A new drive to tackle school absence in Liverpool will see businesses asked to help promote good attendance and the reintroduction of truancy patrols.
The Attendance Strategy will build on the progress that the city has made in recent years and aims to close the gap with the national average.
It is led by School Improvement Liverpool, which provides support to schools and other educational settings to enable them to be the best they can be.
An Attendance Charter – backed by Liverpool and Sefton Chambers of Commerce – will see firms promoting the importance of regular schooling with their staff to help ensure tomorrow’s workforce reach their full potential.
Truancy Patrols, involving council staff and Merseyside Police, will also be reintroduced to find pupils who are skipping school and tackle parents who keep their children off school without a good reason.
And a Quality Mark will be established to recognise and celebrate schools that challenge absence robustly and create a culture of attendance.

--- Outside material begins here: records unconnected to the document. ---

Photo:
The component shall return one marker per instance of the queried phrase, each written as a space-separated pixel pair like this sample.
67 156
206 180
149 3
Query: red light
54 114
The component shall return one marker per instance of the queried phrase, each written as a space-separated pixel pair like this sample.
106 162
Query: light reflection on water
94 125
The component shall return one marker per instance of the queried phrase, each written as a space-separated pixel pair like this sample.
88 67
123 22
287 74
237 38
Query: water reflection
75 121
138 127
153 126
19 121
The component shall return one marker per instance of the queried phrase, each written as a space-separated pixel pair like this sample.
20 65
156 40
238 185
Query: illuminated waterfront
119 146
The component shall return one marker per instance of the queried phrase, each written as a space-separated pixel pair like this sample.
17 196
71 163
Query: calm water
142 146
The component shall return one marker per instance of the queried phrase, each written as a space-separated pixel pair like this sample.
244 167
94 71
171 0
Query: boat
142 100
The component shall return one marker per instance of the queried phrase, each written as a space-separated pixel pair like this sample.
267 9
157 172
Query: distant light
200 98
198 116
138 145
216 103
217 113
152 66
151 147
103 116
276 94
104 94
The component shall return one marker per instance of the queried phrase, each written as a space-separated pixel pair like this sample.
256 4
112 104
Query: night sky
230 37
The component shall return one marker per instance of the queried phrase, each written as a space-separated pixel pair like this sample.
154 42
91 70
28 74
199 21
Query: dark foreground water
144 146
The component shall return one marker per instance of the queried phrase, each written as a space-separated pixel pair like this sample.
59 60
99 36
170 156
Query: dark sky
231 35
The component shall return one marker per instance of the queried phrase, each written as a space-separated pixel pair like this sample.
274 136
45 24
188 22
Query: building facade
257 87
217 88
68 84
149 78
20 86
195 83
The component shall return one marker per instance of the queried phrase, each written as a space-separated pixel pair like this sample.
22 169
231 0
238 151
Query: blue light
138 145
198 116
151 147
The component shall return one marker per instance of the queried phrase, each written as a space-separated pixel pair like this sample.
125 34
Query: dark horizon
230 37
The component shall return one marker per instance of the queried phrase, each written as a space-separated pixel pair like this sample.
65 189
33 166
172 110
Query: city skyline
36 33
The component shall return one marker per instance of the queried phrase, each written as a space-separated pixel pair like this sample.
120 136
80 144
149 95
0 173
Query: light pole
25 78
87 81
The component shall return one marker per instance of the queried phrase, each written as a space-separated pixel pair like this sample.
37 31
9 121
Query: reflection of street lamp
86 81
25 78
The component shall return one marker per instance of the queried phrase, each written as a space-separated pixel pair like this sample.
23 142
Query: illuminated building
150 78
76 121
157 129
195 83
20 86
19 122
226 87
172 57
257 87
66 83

Figures for the 2015/16 academic year show that primary level attendance in Liverpool is 95.42 percent – just short of the national average of 96.1 percent, while in secondary schools it is 93.92 percent compared to 95 percent nationally.
Liverpool recognises it particularly needs to do more to tackle persistent absence, which is classed as 10 percent of lessons missed. In primary schools 11.33 percent of pupils are persistently absent compared to 8.8 percent nationally, while at secondary school level it is 17.15 percent compared to 12.3 percent across the rest of the country.
Mayor Joe Anderson said: “A considerable amount of excellent work to support children’s attendance at school has been done in Liverpool, but as a city we are still lagging behind other core cities and the national average.
“As a parent and grandparent, I want to see every part of our education system working well for the children, and as Mayor of Liverpool I want to make sure they are ready to face the best possible life chances in a city that is full of opportunities.
“We need to build on existing good practice and introduce new measures to help tackle the issues facing Liverpool in relation to unacceptably high absence rates.
“Promoting positive school attendance is a responsibility that belongs to everyone, and, in Liverpool, tackling absence will be raised across all agencies and will become a shared responsibility as it is all of our business.”
Evidence shows that:
• A child who is 10 minutes late misses 32 hours a year of lost education
• A child who misses one day a week loses two months a year of education
• Half a day a week missed throughout school life equates to one full year of lost education
Assistant Mayor and Cabinet member for education, Cllr Nick Small, said: “We have been working hard with our schools to get the message across to parents that every lesson counts for their children but we have to do more.
“There are still too many pupils who are missing school needlessly, affecting their chances of going on to get a good job and have a stable life.
“We need to tackle the culture that it is acceptable to take children out of school needlessly, such as when it is their birthday or for a shopping trip, or fixing a routine medical appointment for the middle of the day rather than before or after lessons. Even a small amount of time missed from lessons every week can add up to a substantial amount over a school year.”
Elaine Rees, Chief Executive of Liverpool Learning Partnership – set up by school and education leaders to ensure the needs of all learners are prioritised – said: “I am delighted to endorse this city wide approach to improving school attendance. In Liverpool Learning Partnership we are committed to working with partners to tackle this issue.
“We need to support all that schools are doing to champion attendance and add our collective energies to seeing even greater improvements.”
Jenny Stewart, Chief Executive of Liverpool and Sefton Chambers of Commerce, said: “Attending school helps instil the key principles of employability: communication, team work and leadership.
“School can be both the best and the toughest time of anyone’s life, not dissimilar to life at work. Maximising the school experience, embracing it and learning from it, gives today’s young people the chance to be prepared to change the world. The world is changed by people who show up. It starts at school.”
The strategy is being launched at a business event organised by Liverpool and Sefton Chambers of Commerce at the Art School Restaurant on Wednesday 22 March.